Throughout the country, and especially in Northern New Jersey, there has been an increase in residential and mixed-use development near train, light rail, and trolley stations. In Jersey City, for example, new projects continue to be proposed further from the waterfront near stations on the PATH and Hudson-Bergen Light Rail. Likewise, the agendas for the Newark Central Planning Board and the Newark Zoning Board of Adjustment continue to be filled with applications by developers in order to build on properties that are within a short walk of Newark Penn Station, the Newark Broad Street Station, and stops near the Newark Light Rail.
Now, it appears that Trenton is also looking to plan for future development near its transportation hubs. Not only is the capital city home to the Trenton Transit Center, which features Amtrak trains with service throughout the East Coast, New Jersey Transit’s Northeast Corridor Line to Newark and New York, SEPTA’s Trenton Line to Center City Philadelphia, and the River Line light rail to Burlington County and Camden, but the latter route also has two additional stops within city limits at Hamilton Avenue and Cass Street.
Already, Trenton is beginning to see some residential projects and proposals near these stations. The most visible of these is the Roebling Lofts project near the Hamilton Avenue Station, which involved the adaptive reuse of a former wire rope manufacturing building. It is the first stage of a new community known as Roebling Center that will be developed using existing and upcoming buildings just east of the River Line tracks.
In order to prepare for the possibility of additional construction, resident input is being sought as the City of Trenton creates a Strategic Development Plan for the neighborhoods surrounding each of these stations.

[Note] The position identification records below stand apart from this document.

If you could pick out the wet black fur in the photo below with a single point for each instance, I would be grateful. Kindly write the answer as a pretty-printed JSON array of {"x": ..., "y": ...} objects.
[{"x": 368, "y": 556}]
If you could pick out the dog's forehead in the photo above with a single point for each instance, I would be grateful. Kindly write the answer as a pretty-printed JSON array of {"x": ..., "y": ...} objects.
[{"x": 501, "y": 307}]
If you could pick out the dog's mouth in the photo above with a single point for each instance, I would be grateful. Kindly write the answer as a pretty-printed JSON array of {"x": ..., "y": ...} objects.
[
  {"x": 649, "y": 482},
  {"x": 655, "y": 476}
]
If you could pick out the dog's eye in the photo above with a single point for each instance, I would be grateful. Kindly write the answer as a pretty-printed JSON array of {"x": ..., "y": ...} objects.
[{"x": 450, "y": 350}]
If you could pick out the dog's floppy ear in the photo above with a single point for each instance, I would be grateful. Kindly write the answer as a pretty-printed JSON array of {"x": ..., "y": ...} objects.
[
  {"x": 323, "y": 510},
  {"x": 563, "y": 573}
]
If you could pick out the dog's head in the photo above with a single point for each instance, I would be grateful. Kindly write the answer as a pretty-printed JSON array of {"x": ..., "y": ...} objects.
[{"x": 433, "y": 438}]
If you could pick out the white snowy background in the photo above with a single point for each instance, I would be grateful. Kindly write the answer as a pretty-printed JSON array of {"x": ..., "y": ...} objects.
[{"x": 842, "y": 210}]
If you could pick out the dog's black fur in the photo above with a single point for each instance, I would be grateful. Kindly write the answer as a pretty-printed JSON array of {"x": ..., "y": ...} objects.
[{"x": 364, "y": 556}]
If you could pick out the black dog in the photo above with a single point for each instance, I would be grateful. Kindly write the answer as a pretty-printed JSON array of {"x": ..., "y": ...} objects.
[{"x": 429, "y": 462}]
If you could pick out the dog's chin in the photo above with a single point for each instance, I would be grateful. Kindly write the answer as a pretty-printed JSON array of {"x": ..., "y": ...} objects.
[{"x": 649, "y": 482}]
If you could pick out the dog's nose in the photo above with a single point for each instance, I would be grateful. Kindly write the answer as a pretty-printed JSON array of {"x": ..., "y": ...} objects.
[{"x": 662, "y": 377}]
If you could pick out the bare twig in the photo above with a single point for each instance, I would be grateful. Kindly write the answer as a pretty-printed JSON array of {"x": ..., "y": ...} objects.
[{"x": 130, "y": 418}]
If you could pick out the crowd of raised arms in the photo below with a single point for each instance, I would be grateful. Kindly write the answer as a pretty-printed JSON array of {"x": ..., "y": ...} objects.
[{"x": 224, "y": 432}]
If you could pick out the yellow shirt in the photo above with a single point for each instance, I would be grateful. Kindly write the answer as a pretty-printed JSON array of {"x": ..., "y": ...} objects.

According to the City, a public open house will be held as part of the Trenton250 master plan this Wednesday, November 15th between 4:30pm at 7:00pm in the atrium of City Hall, located at 319 East State Street. Feedback from Trentonians is being sought for this initiative, which is a partnership between the City’s Department of Housing and Economic Development’s Planning Division, the Downtown Trenton-based New Jersey Future smart growth organization, and the Local Planning Services office from the New Jersey Department of Community Affairs, according to an event flyer.
The City’s website states that Trenton250 is aiming to set goals for the municipality by the time of its 250th anniversary in 25 years. A new website for this master plan was recently launched to provide more information about the possible future of Trenton. Some of the outlined proposals that exist already include increasing market-rate housing in Downtown Trenton, developing a ‘live-work community’ with affordable housing in the Old Trenton neighborhood, redesigning and possibly renaming Broad and Warren Streets, and creating a long-term plan regarding municipal library branches that were shut down nearly a decade ago.